Photo by Kate Fatta, URC

However, as our understanding and use of knowledge management techniques have grown, we have come to see the importance of designing meetings so that people share in small groups and integrate new knowledge in the large group. Giving people the opportunity to share in small groups and ask questions of each other allows for greater exchange of tacit knowledge than a formal presentation does. By using techniques such as storytelling, field trips, and even poster presentations in small groups, the person sharing learns more about their work by explaining it and answering questions, while the person listening gets to ask questions and probe deeper. It sets the stage that everyone has something to share and everyone has something to learn, eliminating the expert/student feeling that can happen with formal presentations.

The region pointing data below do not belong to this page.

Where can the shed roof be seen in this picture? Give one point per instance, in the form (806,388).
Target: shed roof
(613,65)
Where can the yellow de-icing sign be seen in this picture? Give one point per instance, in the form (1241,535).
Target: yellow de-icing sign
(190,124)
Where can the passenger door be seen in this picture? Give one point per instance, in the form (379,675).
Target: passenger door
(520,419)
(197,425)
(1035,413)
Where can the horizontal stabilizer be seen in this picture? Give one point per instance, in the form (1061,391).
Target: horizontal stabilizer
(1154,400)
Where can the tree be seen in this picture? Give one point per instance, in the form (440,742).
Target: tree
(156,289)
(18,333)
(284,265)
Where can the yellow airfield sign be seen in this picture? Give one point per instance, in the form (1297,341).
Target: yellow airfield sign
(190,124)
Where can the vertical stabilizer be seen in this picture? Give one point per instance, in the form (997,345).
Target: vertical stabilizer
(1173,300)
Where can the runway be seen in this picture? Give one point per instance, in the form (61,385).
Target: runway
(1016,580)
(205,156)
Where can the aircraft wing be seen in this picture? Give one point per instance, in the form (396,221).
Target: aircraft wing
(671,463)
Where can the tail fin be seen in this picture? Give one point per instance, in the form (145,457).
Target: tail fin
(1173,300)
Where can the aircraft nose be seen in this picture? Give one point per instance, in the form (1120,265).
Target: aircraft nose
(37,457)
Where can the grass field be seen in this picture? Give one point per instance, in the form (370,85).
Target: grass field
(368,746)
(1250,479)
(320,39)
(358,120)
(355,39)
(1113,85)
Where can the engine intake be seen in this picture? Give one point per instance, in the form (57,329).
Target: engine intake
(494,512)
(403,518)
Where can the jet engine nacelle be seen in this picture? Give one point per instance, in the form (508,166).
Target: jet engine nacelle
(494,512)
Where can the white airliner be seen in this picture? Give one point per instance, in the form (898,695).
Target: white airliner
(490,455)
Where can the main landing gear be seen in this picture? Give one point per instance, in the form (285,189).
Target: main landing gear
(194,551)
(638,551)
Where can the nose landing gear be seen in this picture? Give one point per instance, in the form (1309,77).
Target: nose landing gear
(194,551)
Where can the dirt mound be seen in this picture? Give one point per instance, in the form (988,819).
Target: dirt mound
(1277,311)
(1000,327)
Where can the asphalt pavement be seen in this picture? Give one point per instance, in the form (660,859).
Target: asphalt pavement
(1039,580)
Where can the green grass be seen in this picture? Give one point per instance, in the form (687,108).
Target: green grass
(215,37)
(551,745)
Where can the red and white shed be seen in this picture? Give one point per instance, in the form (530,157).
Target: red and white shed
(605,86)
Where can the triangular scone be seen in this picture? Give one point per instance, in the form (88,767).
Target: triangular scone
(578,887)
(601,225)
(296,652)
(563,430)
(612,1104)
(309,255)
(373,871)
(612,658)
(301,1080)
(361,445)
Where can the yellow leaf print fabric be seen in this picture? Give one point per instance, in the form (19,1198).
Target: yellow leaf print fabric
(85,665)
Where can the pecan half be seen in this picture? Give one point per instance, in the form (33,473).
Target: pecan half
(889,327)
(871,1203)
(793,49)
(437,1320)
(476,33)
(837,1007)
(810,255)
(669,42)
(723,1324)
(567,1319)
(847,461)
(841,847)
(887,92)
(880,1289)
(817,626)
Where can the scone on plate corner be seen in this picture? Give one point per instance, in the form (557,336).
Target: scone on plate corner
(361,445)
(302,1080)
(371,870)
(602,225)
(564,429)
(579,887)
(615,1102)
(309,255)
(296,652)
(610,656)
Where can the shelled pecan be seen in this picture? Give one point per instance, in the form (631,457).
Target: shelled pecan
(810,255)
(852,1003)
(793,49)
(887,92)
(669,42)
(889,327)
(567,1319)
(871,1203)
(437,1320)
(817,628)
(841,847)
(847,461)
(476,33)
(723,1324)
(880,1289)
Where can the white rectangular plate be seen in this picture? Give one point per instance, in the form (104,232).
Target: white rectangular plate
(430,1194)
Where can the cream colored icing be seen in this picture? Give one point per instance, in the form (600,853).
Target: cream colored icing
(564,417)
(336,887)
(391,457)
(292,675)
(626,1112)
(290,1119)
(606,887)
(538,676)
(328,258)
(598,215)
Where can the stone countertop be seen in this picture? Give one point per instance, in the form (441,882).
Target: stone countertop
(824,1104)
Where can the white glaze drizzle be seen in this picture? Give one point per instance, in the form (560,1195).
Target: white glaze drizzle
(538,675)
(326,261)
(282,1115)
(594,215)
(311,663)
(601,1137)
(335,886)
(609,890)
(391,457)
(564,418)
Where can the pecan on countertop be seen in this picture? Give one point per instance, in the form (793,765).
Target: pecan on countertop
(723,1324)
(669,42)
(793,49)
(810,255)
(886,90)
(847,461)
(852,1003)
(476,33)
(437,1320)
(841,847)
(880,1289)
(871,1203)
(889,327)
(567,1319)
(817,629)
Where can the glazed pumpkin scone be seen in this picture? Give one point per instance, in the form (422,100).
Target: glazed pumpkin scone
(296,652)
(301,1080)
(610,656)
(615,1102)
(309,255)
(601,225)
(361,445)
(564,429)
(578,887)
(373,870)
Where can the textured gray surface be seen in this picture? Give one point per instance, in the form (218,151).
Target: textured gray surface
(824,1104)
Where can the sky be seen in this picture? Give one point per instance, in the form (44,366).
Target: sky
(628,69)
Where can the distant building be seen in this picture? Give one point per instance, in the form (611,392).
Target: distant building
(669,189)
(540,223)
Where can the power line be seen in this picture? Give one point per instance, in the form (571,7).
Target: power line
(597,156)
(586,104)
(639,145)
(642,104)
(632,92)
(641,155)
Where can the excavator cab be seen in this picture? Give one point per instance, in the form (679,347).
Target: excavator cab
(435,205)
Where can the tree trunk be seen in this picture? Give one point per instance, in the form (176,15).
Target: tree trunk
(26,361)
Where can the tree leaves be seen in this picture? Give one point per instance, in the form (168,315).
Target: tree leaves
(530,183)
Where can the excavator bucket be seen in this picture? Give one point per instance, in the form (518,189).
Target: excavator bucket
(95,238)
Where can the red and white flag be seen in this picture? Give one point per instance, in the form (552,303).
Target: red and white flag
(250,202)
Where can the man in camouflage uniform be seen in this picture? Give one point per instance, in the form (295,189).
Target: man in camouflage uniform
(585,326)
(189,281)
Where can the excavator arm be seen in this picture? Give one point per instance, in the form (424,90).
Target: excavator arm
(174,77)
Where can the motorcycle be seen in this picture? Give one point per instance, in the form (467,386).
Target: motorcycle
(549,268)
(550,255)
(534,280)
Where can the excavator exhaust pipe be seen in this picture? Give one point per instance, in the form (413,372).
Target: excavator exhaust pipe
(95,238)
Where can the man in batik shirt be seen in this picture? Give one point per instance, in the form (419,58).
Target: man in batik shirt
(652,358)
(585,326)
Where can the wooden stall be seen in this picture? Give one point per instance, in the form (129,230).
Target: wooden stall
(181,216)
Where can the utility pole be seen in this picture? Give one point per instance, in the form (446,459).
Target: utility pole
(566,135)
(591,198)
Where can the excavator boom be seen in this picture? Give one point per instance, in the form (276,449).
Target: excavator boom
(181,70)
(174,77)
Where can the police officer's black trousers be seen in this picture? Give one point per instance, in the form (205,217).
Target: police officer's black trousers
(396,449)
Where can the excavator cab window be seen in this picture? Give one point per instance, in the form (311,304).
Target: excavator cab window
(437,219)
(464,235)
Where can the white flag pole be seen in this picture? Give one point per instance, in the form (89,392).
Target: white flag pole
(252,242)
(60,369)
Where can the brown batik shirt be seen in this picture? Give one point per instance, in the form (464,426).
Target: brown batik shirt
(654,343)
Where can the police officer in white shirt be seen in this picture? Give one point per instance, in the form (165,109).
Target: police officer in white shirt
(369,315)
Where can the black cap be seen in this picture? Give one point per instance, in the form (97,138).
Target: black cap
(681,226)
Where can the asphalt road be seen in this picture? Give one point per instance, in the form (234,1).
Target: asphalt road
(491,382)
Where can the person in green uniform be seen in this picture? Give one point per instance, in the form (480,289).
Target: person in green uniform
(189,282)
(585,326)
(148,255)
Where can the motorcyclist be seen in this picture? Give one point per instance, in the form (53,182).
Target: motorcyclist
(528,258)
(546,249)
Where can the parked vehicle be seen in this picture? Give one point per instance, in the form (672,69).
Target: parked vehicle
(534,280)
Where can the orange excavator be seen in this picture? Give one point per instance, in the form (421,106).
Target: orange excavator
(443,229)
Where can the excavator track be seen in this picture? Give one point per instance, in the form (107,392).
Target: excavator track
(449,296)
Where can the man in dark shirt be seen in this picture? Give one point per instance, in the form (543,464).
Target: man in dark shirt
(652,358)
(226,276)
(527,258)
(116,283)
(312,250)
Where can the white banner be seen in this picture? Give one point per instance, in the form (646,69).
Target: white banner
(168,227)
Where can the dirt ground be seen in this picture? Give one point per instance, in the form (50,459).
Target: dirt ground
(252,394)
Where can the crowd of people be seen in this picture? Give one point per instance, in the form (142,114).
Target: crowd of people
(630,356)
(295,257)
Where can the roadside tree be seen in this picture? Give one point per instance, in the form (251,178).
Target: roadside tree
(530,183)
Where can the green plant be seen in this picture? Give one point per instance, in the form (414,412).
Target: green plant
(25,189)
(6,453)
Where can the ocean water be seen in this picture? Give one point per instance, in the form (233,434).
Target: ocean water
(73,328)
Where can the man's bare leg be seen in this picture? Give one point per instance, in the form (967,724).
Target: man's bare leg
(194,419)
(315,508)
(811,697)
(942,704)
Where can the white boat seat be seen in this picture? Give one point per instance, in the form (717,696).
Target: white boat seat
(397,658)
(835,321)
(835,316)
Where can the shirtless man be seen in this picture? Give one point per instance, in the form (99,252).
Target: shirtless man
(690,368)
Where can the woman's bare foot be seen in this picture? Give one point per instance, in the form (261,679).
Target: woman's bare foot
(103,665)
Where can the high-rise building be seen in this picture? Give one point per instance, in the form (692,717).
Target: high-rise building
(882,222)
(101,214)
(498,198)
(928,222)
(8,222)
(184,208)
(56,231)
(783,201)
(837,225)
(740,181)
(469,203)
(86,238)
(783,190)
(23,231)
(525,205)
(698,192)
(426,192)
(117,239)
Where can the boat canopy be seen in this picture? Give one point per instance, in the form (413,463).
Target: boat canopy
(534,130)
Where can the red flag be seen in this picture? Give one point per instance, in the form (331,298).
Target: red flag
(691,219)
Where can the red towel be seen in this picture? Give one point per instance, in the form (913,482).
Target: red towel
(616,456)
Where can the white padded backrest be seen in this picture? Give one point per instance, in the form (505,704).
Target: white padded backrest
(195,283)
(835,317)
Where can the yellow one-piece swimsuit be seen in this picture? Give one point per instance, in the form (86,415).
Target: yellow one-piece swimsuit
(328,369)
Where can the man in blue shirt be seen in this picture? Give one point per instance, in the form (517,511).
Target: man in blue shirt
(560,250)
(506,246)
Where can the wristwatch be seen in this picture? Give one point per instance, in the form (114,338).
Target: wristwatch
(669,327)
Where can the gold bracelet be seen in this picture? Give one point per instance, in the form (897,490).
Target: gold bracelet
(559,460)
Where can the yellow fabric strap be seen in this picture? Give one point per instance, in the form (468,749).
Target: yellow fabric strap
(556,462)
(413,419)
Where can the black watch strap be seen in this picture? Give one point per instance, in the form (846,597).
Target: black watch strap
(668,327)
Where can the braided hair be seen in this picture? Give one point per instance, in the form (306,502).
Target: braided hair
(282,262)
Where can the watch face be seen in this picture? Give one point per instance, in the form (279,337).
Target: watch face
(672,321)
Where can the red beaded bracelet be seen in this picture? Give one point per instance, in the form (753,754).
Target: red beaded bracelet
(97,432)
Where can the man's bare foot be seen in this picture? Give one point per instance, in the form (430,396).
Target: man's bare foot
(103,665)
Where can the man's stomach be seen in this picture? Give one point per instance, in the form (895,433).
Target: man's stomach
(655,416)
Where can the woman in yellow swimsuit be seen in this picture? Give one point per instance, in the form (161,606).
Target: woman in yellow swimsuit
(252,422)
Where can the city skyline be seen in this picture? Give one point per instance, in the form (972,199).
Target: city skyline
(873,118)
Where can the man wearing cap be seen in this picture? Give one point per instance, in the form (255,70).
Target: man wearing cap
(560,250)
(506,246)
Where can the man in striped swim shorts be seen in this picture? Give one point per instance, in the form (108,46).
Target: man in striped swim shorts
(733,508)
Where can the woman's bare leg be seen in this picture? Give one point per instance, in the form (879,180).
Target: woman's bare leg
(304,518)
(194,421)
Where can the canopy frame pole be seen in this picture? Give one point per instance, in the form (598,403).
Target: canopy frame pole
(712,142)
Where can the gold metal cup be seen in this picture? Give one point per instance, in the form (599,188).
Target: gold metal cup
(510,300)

After working in the small groups, we have found that to integrate new knowledge back into the large group, instead of asking “what did you hear?” it is more useful to ask the group “what resonated with you?” and give them a minute to think about their response. While the difference between the wording of these questions might seem minor, people’s responses to them are vastly different. When asked to share what they heard, people tend to give a laundry list of things that were said. When asked to say what resonated with them – and given a minute of silence to think about their response – people connect what they heard with what they already know and create new knowledge and understanding that is meaningful for themselves.

“Experience is inevitable, learning is not. Learning from experience requires deliberate reflection.”